Democratisation or collaboration
We want to work out whether people in the developed economies and maybe also in not so developed economies have moved so far away the idea of democratisation as a motivating factor, that we might as well drop the term.
A yes or a no to that question is equally interesting. Below is our first stab at understanding it. We know, we know, we have a long way to go but every journey starts with…..
We see democratisation in web conversations as very much as an emerging meme that may not actually pass the emergent phase.
The long term trend towards a more democratic way of conducting relationships (Government to citizen, business to customer) is an established part of the intellectual fabric.
The first surprise, looked at from a Meta-trend standpoint, however is that ideas around democratisation get very little currency within the blogosphere and only limited currency on Google. This is particularly the case with changes to work hierarchies. The flattening of hierarchy, and with it the development of a more democratic workplace, is surprisingly under-played on the web, despite being a buzz in academic business literature.
A search phrase like “democratizing work” , though it gets approximately 250 Technorati returns for the past three months, are not at all relevant to the workplace but are more likely to cover “making democratisation work” rather than “democratizing work”. Technorati returned no posts that used the tag “democratization of work” in the past three months.

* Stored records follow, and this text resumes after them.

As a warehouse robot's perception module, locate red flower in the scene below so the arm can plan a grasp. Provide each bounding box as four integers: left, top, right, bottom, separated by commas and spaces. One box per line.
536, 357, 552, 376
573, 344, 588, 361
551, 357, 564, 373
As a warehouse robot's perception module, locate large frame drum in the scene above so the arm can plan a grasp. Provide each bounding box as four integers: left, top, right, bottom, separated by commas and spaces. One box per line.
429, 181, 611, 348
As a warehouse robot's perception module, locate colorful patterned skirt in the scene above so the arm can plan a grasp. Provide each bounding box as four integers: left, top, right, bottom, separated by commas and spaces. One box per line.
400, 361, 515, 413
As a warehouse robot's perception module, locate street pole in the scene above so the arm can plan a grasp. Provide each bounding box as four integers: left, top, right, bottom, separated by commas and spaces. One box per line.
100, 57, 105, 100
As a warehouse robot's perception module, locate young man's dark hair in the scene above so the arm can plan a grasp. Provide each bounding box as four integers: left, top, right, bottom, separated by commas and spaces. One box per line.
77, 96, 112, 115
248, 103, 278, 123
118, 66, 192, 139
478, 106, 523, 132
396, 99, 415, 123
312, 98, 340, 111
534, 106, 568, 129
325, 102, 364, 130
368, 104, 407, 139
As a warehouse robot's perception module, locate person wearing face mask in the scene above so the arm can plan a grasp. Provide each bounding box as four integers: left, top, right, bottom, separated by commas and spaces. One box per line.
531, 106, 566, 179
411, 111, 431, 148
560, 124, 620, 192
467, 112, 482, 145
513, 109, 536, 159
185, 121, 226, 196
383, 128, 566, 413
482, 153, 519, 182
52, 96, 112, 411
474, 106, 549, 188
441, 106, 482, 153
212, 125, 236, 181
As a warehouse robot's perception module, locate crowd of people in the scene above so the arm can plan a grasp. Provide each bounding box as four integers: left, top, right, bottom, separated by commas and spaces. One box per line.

The idea that gets real traction on the web is the idea of collaboration. Ranging from inter-firm collaboration. industry-wide collaboration and University-industry collaboration and collaboration tools, collaboration has considerable purchase on the minds of people in business (strangely once again it is Singapore and India that lead in collaboration search terms in the short term – the past 12 months). On the Timeline, references to collaboration during the past decade outnumber all previous references by a factor of 4:1, though this is obviously in part because the density of data is also increasing.
Nonetheless, when you look at trends, the way that democratisation is making sense to people, the way they are absorbing and exchanging ideas around it, is through the language of collaboration.